From: Wanpeng Li <wanpeng.li@hotmail.com>

Reported by syzkaller:

    pte_list_remove: ffff9714eb1f8078 0->BUG
    ------------[ cut here ]------------
    kernel BUG at arch/x86/kvm/mmu.c:1157!
    invalid opcode: 0000 [#1] SMP
    RIP: 0010:pte_list_remove+0x11b/0x120 [kvm]
    Call Trace:
     drop_spte+0x83/0xb0 [kvm]
     mmu_page_zap_pte+0xcc/0xe0 [kvm]
     kvm_mmu_prepare_zap_page+0x81/0x4a0 [kvm]
     kvm_mmu_invalidate_zap_all_pages+0x159/0x220 [kvm]
     kvm_arch_flush_shadow_all+0xe/0x10 [kvm]
     kvm_mmu_notifier_release+0x6c/0xa0 [kvm]
     ? kvm_mmu_notifier_release+0x5/0xa0 [kvm]
     __mmu_notifier_release+0x79/0x110
     ? __mmu_notifier_release+0x5/0x110
     exit_mmap+0x15a/0x170
     ? do_exit+0x281/0xcb0
     mmput+0x66/0x160
     do_exit+0x2c9/0xcb0
     ? __context_tracking_exit.part.5+0x4a/0x150
     do_group_exit+0x50/0xd0
     SyS_exit_group+0x14/0x20
     do_syscall_64+0x73/0x1f0
     entry_SYSCALL64_slow_path+0x25/0x25

The reason is that when creates new memslot, there is no guarantee for new 
memslot not overlap with private memslots.
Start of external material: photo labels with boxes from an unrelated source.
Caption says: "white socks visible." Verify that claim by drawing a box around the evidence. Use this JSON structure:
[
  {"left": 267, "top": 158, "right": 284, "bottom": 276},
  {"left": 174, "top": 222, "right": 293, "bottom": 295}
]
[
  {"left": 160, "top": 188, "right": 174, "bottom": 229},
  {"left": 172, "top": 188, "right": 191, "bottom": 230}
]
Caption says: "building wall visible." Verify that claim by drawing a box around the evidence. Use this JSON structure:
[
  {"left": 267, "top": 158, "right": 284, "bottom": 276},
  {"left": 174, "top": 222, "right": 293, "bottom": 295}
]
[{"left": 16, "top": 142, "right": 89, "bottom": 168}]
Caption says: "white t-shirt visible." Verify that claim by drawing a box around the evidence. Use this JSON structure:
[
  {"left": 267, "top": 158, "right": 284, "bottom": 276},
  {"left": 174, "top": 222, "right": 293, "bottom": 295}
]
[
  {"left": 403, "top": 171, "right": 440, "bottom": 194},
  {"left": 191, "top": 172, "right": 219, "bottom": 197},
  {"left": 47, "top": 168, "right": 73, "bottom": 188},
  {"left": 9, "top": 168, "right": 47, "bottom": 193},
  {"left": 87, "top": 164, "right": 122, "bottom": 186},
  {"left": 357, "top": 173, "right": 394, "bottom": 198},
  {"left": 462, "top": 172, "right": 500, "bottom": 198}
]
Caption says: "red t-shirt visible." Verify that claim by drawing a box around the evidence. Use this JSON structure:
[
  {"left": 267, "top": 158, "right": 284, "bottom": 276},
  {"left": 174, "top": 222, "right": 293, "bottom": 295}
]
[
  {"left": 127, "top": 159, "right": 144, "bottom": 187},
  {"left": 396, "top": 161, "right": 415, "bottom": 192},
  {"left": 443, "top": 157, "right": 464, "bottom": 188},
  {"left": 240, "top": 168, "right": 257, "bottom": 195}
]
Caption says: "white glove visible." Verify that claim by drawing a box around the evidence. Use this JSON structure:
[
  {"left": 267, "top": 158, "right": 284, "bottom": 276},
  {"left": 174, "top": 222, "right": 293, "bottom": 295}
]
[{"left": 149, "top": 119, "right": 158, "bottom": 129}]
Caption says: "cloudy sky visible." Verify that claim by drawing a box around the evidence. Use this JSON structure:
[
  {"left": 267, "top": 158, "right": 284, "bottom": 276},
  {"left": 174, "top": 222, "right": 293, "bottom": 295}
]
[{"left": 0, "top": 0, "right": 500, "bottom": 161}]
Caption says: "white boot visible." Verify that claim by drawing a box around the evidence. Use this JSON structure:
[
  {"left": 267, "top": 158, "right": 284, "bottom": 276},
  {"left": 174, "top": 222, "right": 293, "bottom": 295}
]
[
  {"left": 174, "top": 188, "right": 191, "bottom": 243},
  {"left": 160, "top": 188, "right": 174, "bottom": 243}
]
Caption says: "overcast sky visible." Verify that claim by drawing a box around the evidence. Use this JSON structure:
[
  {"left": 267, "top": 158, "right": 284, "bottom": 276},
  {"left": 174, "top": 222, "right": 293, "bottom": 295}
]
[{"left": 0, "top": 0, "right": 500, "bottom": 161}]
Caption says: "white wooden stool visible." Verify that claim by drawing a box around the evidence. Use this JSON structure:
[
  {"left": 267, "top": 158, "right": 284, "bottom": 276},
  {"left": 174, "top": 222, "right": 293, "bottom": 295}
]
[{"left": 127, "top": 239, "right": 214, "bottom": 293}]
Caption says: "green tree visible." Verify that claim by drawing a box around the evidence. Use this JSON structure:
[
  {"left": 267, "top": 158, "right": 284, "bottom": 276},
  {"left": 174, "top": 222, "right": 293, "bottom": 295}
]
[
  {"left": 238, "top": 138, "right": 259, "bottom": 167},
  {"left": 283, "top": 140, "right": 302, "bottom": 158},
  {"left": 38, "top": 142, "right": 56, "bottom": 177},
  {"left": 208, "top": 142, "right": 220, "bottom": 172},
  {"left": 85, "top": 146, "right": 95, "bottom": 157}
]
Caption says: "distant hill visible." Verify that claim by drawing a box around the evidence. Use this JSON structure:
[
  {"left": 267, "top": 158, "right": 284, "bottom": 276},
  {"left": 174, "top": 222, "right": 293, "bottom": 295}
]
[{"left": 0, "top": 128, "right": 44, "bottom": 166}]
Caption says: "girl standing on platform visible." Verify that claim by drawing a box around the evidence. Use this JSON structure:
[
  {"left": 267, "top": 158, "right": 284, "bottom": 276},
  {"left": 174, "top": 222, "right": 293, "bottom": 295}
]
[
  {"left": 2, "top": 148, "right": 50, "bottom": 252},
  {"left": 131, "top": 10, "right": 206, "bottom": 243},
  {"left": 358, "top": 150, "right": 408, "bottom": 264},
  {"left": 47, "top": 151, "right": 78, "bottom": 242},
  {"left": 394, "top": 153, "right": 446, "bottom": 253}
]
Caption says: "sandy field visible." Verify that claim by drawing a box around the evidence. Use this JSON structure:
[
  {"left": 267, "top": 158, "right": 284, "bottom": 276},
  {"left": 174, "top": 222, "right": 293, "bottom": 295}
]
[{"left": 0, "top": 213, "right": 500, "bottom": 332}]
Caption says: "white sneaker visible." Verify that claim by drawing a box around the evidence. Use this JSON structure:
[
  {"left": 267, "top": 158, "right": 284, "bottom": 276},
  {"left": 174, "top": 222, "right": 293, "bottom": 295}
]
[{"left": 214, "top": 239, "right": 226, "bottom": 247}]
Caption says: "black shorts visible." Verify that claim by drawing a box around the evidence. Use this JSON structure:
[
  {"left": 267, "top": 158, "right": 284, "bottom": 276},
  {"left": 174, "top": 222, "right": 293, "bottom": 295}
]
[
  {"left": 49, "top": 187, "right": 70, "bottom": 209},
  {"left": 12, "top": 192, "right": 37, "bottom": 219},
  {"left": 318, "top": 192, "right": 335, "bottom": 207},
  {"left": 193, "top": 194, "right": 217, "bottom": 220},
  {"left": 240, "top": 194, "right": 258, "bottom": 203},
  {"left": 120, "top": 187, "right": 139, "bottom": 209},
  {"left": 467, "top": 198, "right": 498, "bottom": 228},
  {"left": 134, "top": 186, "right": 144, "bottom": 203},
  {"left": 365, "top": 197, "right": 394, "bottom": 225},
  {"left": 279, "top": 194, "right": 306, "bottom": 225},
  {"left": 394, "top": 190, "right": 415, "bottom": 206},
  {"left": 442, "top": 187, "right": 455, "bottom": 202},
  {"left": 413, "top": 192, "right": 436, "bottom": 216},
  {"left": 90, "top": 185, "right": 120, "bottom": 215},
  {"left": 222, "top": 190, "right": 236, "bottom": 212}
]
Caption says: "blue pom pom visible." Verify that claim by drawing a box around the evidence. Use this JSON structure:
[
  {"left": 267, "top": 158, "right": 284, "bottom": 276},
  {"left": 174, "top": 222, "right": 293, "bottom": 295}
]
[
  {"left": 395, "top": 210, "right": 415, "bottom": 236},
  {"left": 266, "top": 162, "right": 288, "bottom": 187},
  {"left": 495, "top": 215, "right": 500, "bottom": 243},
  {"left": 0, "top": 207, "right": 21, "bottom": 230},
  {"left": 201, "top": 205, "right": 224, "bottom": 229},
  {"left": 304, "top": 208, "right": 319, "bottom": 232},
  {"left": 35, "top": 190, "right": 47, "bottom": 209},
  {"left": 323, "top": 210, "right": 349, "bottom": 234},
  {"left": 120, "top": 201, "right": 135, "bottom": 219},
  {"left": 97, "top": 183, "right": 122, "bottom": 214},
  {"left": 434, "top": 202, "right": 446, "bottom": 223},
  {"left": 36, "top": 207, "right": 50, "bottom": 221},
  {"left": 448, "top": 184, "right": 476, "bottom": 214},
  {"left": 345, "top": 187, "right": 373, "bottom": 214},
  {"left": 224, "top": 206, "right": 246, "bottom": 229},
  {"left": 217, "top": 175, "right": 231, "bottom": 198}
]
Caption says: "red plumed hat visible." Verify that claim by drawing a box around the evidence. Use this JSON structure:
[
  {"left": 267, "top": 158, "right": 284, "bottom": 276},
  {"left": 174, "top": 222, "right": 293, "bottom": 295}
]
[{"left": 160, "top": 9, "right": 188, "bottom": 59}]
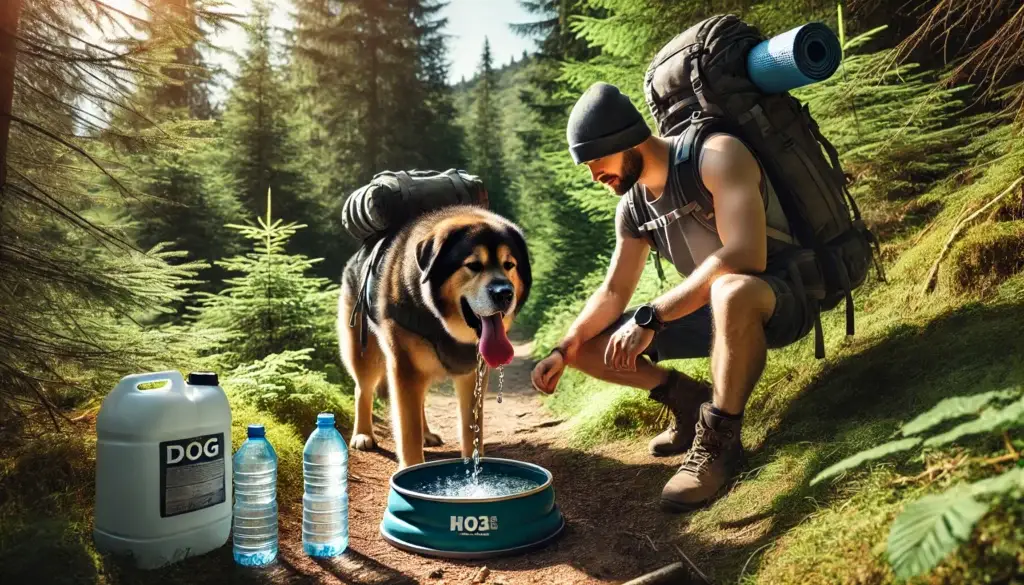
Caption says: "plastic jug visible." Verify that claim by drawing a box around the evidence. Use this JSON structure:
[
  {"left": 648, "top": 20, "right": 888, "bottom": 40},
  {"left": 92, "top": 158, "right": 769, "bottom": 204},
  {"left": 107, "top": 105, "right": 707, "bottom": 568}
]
[{"left": 93, "top": 371, "right": 231, "bottom": 569}]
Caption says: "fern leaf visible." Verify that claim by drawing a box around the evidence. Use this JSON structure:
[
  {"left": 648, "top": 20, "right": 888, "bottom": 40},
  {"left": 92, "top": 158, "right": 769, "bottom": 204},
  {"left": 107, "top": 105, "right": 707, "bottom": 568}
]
[
  {"left": 888, "top": 489, "right": 988, "bottom": 579},
  {"left": 902, "top": 390, "right": 1018, "bottom": 436},
  {"left": 925, "top": 398, "right": 1024, "bottom": 447},
  {"left": 811, "top": 436, "right": 922, "bottom": 486}
]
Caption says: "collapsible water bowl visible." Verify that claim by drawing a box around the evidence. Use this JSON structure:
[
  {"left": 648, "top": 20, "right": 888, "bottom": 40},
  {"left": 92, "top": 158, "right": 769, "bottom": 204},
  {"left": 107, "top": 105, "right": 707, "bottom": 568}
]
[{"left": 380, "top": 457, "right": 565, "bottom": 559}]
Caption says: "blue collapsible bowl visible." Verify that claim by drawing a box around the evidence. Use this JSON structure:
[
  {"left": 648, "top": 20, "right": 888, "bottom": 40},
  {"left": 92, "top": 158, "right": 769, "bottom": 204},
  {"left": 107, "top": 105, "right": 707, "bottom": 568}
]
[{"left": 380, "top": 457, "right": 565, "bottom": 559}]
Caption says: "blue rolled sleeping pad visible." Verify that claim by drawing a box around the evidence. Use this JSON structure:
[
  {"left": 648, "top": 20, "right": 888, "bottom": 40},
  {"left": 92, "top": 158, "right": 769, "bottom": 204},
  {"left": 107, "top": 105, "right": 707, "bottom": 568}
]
[{"left": 746, "top": 23, "right": 843, "bottom": 93}]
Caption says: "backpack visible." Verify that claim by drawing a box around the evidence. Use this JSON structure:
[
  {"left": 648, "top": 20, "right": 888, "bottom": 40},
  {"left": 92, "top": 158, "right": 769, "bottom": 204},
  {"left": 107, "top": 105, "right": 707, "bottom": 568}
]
[
  {"left": 630, "top": 14, "right": 885, "bottom": 359},
  {"left": 341, "top": 169, "right": 488, "bottom": 350},
  {"left": 341, "top": 169, "right": 487, "bottom": 243}
]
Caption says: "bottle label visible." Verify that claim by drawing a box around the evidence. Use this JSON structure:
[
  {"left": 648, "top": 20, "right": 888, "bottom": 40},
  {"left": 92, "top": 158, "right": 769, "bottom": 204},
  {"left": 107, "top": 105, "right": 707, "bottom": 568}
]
[{"left": 160, "top": 432, "right": 227, "bottom": 518}]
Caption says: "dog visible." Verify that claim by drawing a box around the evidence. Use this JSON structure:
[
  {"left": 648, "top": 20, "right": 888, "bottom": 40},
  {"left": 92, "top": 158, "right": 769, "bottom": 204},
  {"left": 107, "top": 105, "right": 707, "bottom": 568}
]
[{"left": 338, "top": 205, "right": 531, "bottom": 469}]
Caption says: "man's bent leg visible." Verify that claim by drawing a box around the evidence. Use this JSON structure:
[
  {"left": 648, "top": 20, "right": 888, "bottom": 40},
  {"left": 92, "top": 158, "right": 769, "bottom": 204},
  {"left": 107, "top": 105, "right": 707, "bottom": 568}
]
[
  {"left": 574, "top": 308, "right": 712, "bottom": 457},
  {"left": 573, "top": 330, "right": 669, "bottom": 390},
  {"left": 662, "top": 275, "right": 788, "bottom": 510}
]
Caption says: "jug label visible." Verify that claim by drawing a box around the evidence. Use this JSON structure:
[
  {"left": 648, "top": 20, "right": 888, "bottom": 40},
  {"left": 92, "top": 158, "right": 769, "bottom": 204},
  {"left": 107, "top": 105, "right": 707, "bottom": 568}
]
[{"left": 160, "top": 433, "right": 226, "bottom": 517}]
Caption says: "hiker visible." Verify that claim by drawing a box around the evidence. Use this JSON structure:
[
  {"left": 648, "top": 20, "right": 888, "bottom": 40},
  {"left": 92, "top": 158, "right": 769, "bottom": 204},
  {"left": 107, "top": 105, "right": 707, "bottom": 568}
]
[{"left": 532, "top": 83, "right": 814, "bottom": 510}]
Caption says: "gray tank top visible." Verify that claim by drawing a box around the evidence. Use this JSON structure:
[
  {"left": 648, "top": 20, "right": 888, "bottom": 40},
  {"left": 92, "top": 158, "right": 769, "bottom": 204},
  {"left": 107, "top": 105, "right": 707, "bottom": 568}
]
[{"left": 615, "top": 134, "right": 792, "bottom": 277}]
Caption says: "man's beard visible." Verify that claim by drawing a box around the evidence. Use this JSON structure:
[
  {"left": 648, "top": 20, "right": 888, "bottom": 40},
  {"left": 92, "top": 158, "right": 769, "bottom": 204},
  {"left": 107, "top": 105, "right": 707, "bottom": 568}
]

This can be triggered by the 
following program:
	
#include <fcntl.h>
#include <pthread.h>
#include <setjmp.h>
#include <signal.h>
#include <stddef.h>
#include <stdint.h>
#include <stdio.h>
#include <stdlib.h>
#include <string.h>
#include <sys/ioctl.h>
#include <sys/stat.h>
#include <sys/syscall.h>
#include <sys/types.h>
#include <unistd.h>
#include <linux/kvm.h>

long r[16];

int main()
{
	void *p = valloc(0x4000);

	r[2] = open("/dev/kvm", 0);
	r[3] = ioctl(r[2], KVM_CREATE_VM, 0x0ul);

	uint64_t addr = 0xf000;
	ioctl(r[3], KVM_SET_IDENTITY_MAP_ADDR, &addr);
	r[6] = ioctl(r[3], KVM_CREATE_VCPU, 0x0ul);
	ioctl(r[3], KVM_SET_TSS_ADDR, 0x0ul);
	ioctl(r[6], KVM_RUN, 0);
	ioctl(r[6], KVM_RUN, 0);

	struct kvm_userspace_memory_region mr = {
		.slot = 0,
		.flags = KVM_MEM_LOG_DIRTY_PAGES,
		.guest_phys_addr = 0xf000,
		.memory_size = 0x4000,
		.userspace_addr = (uintptr_t) p
	};
	ioctl(r[3], KVM_SET_USER_MEMORY_REGION, &mr);
	return 0;
}

This bug is caused by 'commit 5419369ed6bd ("KVM: Fix user memslot overlap 
check")' which removes the check to avoid to add new memslot who overlaps 
with private memslots. This patch fixes it by not add new memslot if it 
is also overlap with private memslots.

Reported-by: Dmitry Vyukov <dvyukov@google.com>
Cc: Paolo Bonzini <pbonzini@redhat.com>
Cc: Radim Krčmář <rkrcmar@redhat.com>
Cc: Dmitry Vyukov <dvyukov@google.com>
Cc: Alex Williamson <alex.williamson@redhat.com>
Cc: <stable@vger.kernel.org> # v3.10+   
Fixes: 5419369ed (KVM: Fix user memslot overlap check)
Signed-off-by: Wanpeng Li <wanpeng.li@hotmail.com>
---
 virt/kvm/kvm_main.c | 3 +--
 1 file changed, 1 insertion(+), 2 deletions(-)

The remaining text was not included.